Learning to cure properly has been a revelation to me, despite 43 years of loving the stuff and many years of being a connoisseur of sorts. It’s similar to wine, which was also once a bit too much of a passion (thanks weed!). Time does things to it and some of them are amazing and some are terrible, but the commercial industry growing by leaps and bounds mostly doesn’t have time for that artisanal level of craft.

Instead they go for mass scale predictability: cloned strains in climate controlled greenhouses (with huge carbon footprints by the way). Everything is controlled, from CO2 and temp and humidity and of course light levels to precise moisture levels in the medium. Nutrients are scientifically metered and modulated. Science is everything. Yield and turnover are the goals. Consistency is the aim. Makes sense for a consumer product that is regulated like a drug or alcohol.

I don’t want that product, personally. But that’s just me.
posted by spitbull at 4:15 PM on May 18, 2021 [1 favorite]


Best answer: Uh, I consume extracts that bear only distant hints of their biomass origins, so take this with a grain of salt I guess.

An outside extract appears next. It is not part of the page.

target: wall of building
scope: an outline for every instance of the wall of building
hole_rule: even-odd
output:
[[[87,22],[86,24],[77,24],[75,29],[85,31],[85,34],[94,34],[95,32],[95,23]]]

But for me the easiest difference to put into words is that CBD changes how easy it is to be a certain amount of high. On THC alone, being high is A Challenge for me — like, it takes work to stay present and positive and to keep myself having a good experience. On 1:1, I can get equally high, and have many of the same subjective effects, but somehow it's less of a fascinating challenge and more of a thing I can keep up with without trying.
posted by nebulawindphone at 7:50 PM on May 18, 2021


I make and consume extracts too and they have their uses. For sure. One is very specifically for precise dosage control and figuring out what works for you as far as cannabinoids go.

But legalization is transforming weed from an agricultural to a chemically extracted product, and that’s to me like only having hard seltzer as a choice to drink. I like wine too much to just filter out the alcohol and be done with it.

However i predict we will learn that the discourse of the modern dispensary label is barely scientific. More than two cannabinoids are relevant to the effects of the stuff. And the usual dispensary bullshit about indica/sativa “dominant” strains is a naive view of the cultivars. I’ve grown Sativa-dominant strains that put you to sleep, and Indicas they will help you stay awake all night and finish your novel. The pseudoscience of the current moment is thick. Along with a ridiculous tsunami of bullshit medical claims.


It’s beautiful as a plant. And working with the plant holds deep mysteries that are not scientifically resolved yet to my satisfaction, and I follow the science like a dog with a bone. A big fat bone.